Our engagement was similarly, uh, not cinematic. We'd already talked about a lot about the future, and basically agreed that we wanted to be married like a year before he actually proposed. We've talked about finances, and kids and how to plan our careers around each other, and how to get our families to meet each other. Meanwhile there is an actual hard important deadline, we need to be married before he goes on a a six month tour for work and we talked about that too. Our situation is complicated, and it isn't just about healthcare or power of attorney, it will also affect my access to community, resources like groceries, our ability to get housing etc. while he is gone.
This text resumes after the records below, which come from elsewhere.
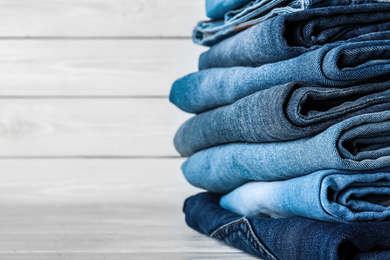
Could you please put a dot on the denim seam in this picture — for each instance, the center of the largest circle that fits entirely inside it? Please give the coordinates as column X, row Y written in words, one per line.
column 319, row 199
column 372, row 102
column 255, row 238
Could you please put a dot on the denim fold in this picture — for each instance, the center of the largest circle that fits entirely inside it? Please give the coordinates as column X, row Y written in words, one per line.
column 293, row 238
column 328, row 195
column 288, row 36
column 358, row 143
column 285, row 112
column 209, row 33
column 341, row 66
column 216, row 9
The time between deciding we wanted to marry each other and getting officially engaged, was about a YEAR too long for my taste. There was a time where we could have planned something low key and fun, but the time just seemed to evaporate without an official proposal. I tried to be a good feminist and propose to him at the top of a mountain with a goofy novelty ring that was sort of an inside joke from how we met. When I asked "Do you want to get married?" he totally didn't understand what was going, because talking about the future and being married was not unusual. He didn't get it until later in the day when I expressed that I was confused why it wasn't a big deal to him. Revisionist history, I try to forget that happened and he proposed the next week. I didn't need or want an elaborate proposal, and I don't need or want an elaborate wedding, but I do want it to be heartfelt and joyful, and mostly so far this all hasn't been joyful. 
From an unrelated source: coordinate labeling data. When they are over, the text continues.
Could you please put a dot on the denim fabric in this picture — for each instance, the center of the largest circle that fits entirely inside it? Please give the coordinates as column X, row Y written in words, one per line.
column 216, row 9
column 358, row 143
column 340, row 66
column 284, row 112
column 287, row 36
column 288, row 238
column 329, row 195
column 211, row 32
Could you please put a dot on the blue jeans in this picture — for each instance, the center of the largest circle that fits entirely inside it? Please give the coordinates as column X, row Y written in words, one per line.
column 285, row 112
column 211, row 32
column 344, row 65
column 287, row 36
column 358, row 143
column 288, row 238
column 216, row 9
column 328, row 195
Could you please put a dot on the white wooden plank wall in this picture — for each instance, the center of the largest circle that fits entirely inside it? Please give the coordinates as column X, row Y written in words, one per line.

I just made the base for a cake that I'm working on for my friend's wedding anniversary. I had offered to make then a weeding cake, and they decided to elope so I never got a chance to. He and his awesome wife are coming out to house-sit for us while we travel somewhere.  I'm trying to make it into a little vacation for them since they have been pretty cooped up in their city apartment since this all started. So I'm making a tiny wedding cake and champagne to leave in the fridge as a surprise for his wife. I've been channeling my creativity into the idea of making their house-sitting visit a romantic getaway, and that has been a good way to channel anxiety about my own - much more productive and joyful and long-lasting than drinking the feelings away. I do have a cake-hangover right now though and it doesn't feel good at all.